Tenemos el himno
Desde el principio de su mandato, la presidenta Sheinbaum ha descartado la posibilidad de una intervención directa de Estados Unidos en México, a pesar de las declaraciones siempre explosivas de Donald Trump. “No va a haber una invasión —afirmó el 3 de diciembre de 2024—-. Eso no es un escenario que tengamos en mente y, de todas maneras, tenemos nuestro himno nacional”.
La declaración sorprendió por su ingenuidad o descaro. Pensar que un grupo de mexicanos que entonen el himno nacional podría detener a un contingente de infantes de marina —como los que penetraron las defensas venezolanas el 3 de enero de este 2026 y mataron a 32 militares cubanos de la guardia personal del presidente Nicolás Maduro para capturarlo— se antoja tan imposible que parece una burla.
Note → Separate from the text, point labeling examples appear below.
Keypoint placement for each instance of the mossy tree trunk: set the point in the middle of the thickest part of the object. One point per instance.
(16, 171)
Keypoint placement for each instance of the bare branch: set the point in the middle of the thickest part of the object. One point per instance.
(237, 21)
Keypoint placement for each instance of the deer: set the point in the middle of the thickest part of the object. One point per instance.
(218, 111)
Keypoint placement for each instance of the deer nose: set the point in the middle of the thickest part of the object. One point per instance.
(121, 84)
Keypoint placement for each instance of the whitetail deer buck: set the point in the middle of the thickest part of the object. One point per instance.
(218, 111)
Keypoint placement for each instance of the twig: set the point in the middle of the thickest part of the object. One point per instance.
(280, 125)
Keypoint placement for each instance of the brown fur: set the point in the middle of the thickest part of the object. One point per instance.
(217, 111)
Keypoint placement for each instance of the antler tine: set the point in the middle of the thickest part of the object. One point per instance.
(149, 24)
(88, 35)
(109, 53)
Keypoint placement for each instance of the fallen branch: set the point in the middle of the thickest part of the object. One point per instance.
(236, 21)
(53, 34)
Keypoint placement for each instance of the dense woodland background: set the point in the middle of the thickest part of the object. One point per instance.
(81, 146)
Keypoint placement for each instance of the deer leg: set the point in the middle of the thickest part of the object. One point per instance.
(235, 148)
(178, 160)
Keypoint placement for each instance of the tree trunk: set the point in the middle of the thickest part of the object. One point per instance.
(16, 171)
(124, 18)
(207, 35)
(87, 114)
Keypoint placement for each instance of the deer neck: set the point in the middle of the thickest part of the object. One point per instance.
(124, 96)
Una intervención armada de Estados Unidos “no serviría de nada”, dijo la presidenta el 6 de enero, tres días después de la captura de Maduro. Una y otra vez ha subrayado que las conversaciones telefónicas con Trump han sido cordiales, aunque acepta que este le ha pedido que acepte el envío de fuerzas militares de su país a México para combatir a los narcotraficantes, hoy considerados terroristas por el vecino del norte.
Tras la reunión con Markwayne Mullin, el secretario de Seguridad Interior de Estados Unidos, el pasado 21 de mayo, la Presidencia señaló que “México y Estados Unidos reafirmaron su compromiso con una cooperación basada en el respeto a la soberanía, la responsabilidad compartida y la coordinación bilateral”. Sin embargo, hay reportes periodísticos que sugieren que el encuentro fue bastante ríspido.
A pesar de los desplantes patrióticos y de las afirmaciones de que lo que más le importa es defender la soberanía, Sheinbaum ha hecho todo lo que ha podido para congraciarse con Trump. Ha mostrado calma ante las agresivas declaraciones del mandatario y aceptó entregar 92 reos mexicanos a las autoridades estadounidenses sin procesos de extradición, pese a que esto violaba la legislación mexicana. No es precisamente un acto de valiente defensa de la soberanía nacional.
Pero las ilegales entregas de reos no fueron suficientes para aplacar a Trump, quien sigue insistiendo en que el gobierno mexicano es controlado por el narco o no se atreve a enfrentarlo.
Estados Unidos ha apoyado a nuestro país en las operaciones antinarcóticos, como el abatimiento de Nemesio Osegura “El Mencho” el 22 de febrero de 2026, cuando ayudó a su localización, pero también mandó a cuatro agentes a un operativo contra narcolaboratorios en la sierra Tarahumara el 19 de abril. La presidenta ha usado esta presencia de agentes extranjeros para montar una investigación contra Maru Campos, gobernadora de Chihuahua, a quien considera una enemiga política.
La presión de Estados Unidos no ha terminado. El Departamento de Justicia solicitó la detención y extradición de 10 políticos de Morena, entre ellos el gobernador de Sinaloa, hoy con licencia, Rubén Rocha Moya. El gobierno mexicano se ha negado a entregarlos, lo que genera molestia en Washington.
Varios altos funcionarios estadounidenses han hecho eco de las declaraciones del presidente Trump exigiendo un mayor esfuerzo de las autoridades mexicanas contra el narcotráfico. No parece que Estados Unidos vaya a reducir su presión contra el gobierno nacional y los narcotraficantes. Si el presidente ordena una incursión terrestre, dudo que se pueda detener con una interpretación del himno nacional.